For the better part of two years, we’ve been hyper focused on creating and distributing the covid-19 vaccine around the globe. At my South Hills pharmacy alone, we’ve been working 80-100-hour weeks running vaccination clinics to aid the distribution effort. And we’re proud to do so.
Unfortunately, this increased attention on one vaccine has triggered an unwanted ripple effect in our health care system resulting in lower immunization rates for other preventable illnesses. Even more concerning — we’re on the brink of leaving one of our most vulnerable populations, our community’s seniors, at high risk for serious infection this flu and pneumonia season.
Pneumococcal disease, which is spread through coughs, sneezes and close contact, is one of the leading causes of hospitalizations for seniors each year. In the U.S., it is estimated that more than 150,000 hospitalizations from pneumococcal pneumonia occur each year, and about 5-7% of those who are hospitalized from it will die. For older adults, the death rates are even higher.

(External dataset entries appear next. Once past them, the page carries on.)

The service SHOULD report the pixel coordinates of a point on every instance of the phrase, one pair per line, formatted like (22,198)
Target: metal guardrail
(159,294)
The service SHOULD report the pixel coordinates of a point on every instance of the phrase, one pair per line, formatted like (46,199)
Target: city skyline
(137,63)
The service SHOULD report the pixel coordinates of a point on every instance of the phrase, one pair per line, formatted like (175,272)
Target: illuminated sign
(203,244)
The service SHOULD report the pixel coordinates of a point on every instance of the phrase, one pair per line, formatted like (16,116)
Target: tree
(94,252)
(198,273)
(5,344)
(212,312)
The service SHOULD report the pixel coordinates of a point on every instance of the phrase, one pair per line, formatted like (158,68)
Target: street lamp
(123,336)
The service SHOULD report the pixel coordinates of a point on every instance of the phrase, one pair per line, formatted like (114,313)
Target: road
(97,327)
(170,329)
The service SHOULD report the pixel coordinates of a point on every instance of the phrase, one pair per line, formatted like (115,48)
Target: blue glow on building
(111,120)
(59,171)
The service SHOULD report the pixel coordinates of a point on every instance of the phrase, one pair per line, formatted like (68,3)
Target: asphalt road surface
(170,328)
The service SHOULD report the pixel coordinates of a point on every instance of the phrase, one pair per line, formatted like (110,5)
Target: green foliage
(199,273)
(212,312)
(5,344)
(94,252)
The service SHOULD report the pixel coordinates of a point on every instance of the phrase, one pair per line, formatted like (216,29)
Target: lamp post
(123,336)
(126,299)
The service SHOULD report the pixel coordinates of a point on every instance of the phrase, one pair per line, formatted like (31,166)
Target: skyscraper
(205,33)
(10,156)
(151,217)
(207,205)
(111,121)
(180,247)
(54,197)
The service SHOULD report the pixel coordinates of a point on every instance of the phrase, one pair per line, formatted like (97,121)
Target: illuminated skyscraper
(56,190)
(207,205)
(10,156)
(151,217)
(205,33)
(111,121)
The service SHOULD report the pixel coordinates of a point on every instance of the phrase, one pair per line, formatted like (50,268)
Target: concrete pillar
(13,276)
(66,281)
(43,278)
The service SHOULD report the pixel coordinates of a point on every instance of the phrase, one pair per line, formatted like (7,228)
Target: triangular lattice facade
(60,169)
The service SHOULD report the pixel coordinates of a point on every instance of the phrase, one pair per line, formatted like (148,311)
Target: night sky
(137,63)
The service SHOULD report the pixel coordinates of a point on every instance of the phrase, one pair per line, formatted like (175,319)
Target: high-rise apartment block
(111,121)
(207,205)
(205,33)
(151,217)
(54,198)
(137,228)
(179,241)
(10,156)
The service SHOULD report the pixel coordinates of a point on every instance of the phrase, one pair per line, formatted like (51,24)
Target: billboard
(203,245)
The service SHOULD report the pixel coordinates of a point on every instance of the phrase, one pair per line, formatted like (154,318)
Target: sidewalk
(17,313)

This summer, the FDA gave approval to updated versions of several manufacturers’ pneumococcal vaccine. However, the CDC’s Advisory Committee on Immunization Practices, or ACIP, must also review the vaccines and provide recommendations for them to be widely distributed and covered by insurance.

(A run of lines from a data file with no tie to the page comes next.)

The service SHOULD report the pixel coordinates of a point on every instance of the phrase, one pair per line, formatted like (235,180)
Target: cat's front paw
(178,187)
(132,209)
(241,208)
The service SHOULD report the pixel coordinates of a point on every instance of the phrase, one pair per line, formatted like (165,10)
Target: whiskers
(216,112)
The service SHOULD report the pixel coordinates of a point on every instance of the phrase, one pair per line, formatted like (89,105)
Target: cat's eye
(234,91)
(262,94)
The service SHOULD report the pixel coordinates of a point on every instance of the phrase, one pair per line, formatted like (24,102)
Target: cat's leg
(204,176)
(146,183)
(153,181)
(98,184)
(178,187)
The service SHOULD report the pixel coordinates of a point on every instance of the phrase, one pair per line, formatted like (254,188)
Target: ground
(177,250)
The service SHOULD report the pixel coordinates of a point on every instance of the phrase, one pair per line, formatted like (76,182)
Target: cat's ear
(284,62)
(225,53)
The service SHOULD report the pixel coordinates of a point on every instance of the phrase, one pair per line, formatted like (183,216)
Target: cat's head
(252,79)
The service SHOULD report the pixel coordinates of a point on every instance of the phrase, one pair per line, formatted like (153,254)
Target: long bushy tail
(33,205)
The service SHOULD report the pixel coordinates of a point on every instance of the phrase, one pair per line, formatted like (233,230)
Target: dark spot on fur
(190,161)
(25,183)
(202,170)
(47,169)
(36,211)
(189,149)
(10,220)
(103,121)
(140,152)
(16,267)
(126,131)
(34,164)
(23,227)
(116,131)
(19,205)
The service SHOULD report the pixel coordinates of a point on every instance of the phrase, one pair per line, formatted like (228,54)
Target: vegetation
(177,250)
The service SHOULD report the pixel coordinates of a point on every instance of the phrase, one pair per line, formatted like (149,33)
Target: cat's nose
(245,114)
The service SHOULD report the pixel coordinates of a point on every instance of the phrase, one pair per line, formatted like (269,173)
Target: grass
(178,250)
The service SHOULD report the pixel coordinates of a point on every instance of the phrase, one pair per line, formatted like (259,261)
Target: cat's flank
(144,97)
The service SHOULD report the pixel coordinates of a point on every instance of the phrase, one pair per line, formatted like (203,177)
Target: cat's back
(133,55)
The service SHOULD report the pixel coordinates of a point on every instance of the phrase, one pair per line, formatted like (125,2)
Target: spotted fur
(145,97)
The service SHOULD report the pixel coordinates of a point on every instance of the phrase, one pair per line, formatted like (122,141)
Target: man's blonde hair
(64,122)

A vote on the pneumococcal vaccines is expected in October, but for millions of older Americans and those living with chronic conditions that put them more at risk for contracting pneumococcal disease—that’s too long to wait. Protection against pneumococcal disease is important every year, but more so this flu and pneumonia season as experts are predicting it to be more serious than 2020, now that social distancing and mask wearing is becoming less common.
Quick action from ACIP will provide improved access to the best vaccines on the market, but it is not the only move leaders can make to prioritize our seniors. The Protecting Seniors Through Immunization Act, which is currently in the U.S. House of Representatives, will ensure that Medicare Part D beneficiaries won’t face higher out-of-pocket costs for ACIP-recommended vaccines. Notably, many individuals enrolled in a commercial plan or Medicare Part B pay nothing for vaccines and, consequently, vaccination rates within these plans are higher.

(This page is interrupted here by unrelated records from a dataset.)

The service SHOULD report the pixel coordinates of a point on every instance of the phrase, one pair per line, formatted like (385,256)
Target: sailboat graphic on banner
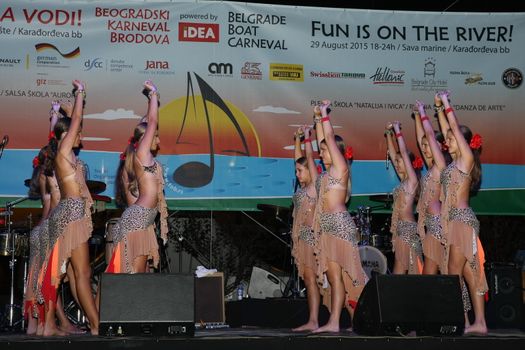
(210,121)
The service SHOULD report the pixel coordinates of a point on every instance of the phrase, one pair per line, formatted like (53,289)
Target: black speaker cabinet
(209,299)
(147,304)
(505,306)
(398,304)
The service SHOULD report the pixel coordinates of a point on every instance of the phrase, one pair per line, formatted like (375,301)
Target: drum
(378,241)
(21,243)
(110,224)
(372,260)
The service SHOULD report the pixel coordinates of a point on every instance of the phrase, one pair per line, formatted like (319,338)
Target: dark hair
(302,161)
(120,194)
(126,165)
(475,174)
(34,183)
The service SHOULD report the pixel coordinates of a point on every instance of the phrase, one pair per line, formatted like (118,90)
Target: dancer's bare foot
(32,325)
(477,328)
(309,326)
(71,329)
(40,329)
(327,328)
(53,331)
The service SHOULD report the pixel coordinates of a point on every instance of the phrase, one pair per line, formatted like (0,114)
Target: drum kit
(373,247)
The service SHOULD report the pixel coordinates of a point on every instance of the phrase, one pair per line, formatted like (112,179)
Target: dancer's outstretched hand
(148,85)
(78,85)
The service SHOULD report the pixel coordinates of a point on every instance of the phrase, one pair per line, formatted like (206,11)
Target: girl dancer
(134,234)
(460,225)
(429,205)
(406,244)
(36,189)
(70,223)
(337,251)
(304,200)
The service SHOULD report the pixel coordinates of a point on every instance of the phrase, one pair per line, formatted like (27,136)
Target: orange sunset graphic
(204,123)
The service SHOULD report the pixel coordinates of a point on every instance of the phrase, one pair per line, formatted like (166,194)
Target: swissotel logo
(201,32)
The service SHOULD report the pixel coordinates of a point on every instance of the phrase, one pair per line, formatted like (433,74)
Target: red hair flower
(476,141)
(349,153)
(417,163)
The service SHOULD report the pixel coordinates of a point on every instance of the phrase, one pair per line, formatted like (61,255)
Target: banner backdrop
(236,80)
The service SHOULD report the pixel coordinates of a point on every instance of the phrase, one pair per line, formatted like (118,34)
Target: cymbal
(383,198)
(273,208)
(95,186)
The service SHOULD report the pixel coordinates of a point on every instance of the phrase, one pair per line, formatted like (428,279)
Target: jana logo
(160,65)
(96,63)
(46,46)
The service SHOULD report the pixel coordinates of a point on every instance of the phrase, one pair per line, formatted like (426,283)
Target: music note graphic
(197,174)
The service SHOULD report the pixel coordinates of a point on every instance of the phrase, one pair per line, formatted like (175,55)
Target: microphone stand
(12,262)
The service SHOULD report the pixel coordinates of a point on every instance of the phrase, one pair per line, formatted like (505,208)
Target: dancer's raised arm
(144,144)
(298,152)
(437,154)
(411,173)
(465,161)
(420,134)
(339,166)
(312,168)
(391,145)
(440,110)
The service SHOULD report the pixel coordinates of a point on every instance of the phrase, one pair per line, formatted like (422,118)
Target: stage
(264,338)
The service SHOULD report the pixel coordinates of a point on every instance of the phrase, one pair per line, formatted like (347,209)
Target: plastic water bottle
(240,292)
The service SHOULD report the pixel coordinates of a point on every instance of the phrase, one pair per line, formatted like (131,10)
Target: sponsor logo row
(429,77)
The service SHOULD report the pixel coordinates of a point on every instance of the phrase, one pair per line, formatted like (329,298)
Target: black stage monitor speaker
(147,304)
(505,306)
(209,299)
(399,304)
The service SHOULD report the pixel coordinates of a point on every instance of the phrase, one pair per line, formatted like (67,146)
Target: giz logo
(94,63)
(202,32)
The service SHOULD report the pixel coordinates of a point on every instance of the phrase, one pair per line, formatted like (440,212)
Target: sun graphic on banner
(204,124)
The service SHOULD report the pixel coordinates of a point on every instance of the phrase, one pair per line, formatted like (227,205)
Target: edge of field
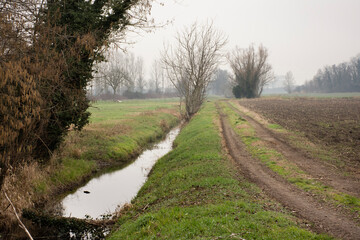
(195,192)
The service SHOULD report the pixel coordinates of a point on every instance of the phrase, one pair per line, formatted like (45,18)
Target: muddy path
(319,170)
(324,218)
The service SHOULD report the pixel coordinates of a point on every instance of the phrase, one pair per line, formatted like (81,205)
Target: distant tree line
(251,71)
(122,75)
(344,77)
(47,53)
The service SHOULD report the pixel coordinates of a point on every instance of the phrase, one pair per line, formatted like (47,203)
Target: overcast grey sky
(301,35)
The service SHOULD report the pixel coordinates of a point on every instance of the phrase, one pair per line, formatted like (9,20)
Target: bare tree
(113,73)
(289,83)
(251,71)
(192,61)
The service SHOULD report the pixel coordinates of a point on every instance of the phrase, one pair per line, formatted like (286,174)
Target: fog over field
(302,36)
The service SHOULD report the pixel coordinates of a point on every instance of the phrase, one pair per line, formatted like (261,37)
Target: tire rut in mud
(325,218)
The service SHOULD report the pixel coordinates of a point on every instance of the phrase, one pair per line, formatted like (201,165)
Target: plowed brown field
(333,123)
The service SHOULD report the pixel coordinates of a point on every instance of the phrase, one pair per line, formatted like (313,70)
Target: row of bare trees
(124,74)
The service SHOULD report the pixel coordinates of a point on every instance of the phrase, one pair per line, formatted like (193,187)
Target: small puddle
(103,195)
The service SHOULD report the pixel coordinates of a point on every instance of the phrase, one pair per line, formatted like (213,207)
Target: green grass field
(194,192)
(116,134)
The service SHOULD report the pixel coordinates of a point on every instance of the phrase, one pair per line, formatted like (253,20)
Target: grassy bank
(194,192)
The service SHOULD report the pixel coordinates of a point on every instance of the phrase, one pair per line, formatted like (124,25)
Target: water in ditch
(103,195)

This last year has humbled us all. It taught us how just one illness can completely upend our public health system. And after seeing what the world looks like without one vaccine, can you imagine what it would look like without any? Without the vaccines we’ve come to rely on year after year?
In my role as a community pharmacist, I take pride in protecting my region from vaccine-preventable disease. I also believe my customers should hold me and other health care organizations accountable for protecting their best interest. And in the case of the senior populations who utilize my services day in and day out, I stand for them today.
I urge our lawmakers and advisory councils to prioritize these efforts. They are two critical and missing links in the chain of care for older adults.
Christopher Antypas is the co-owner and pharmacist of Asti’s South Hills Pharmacy in Castle Shannon.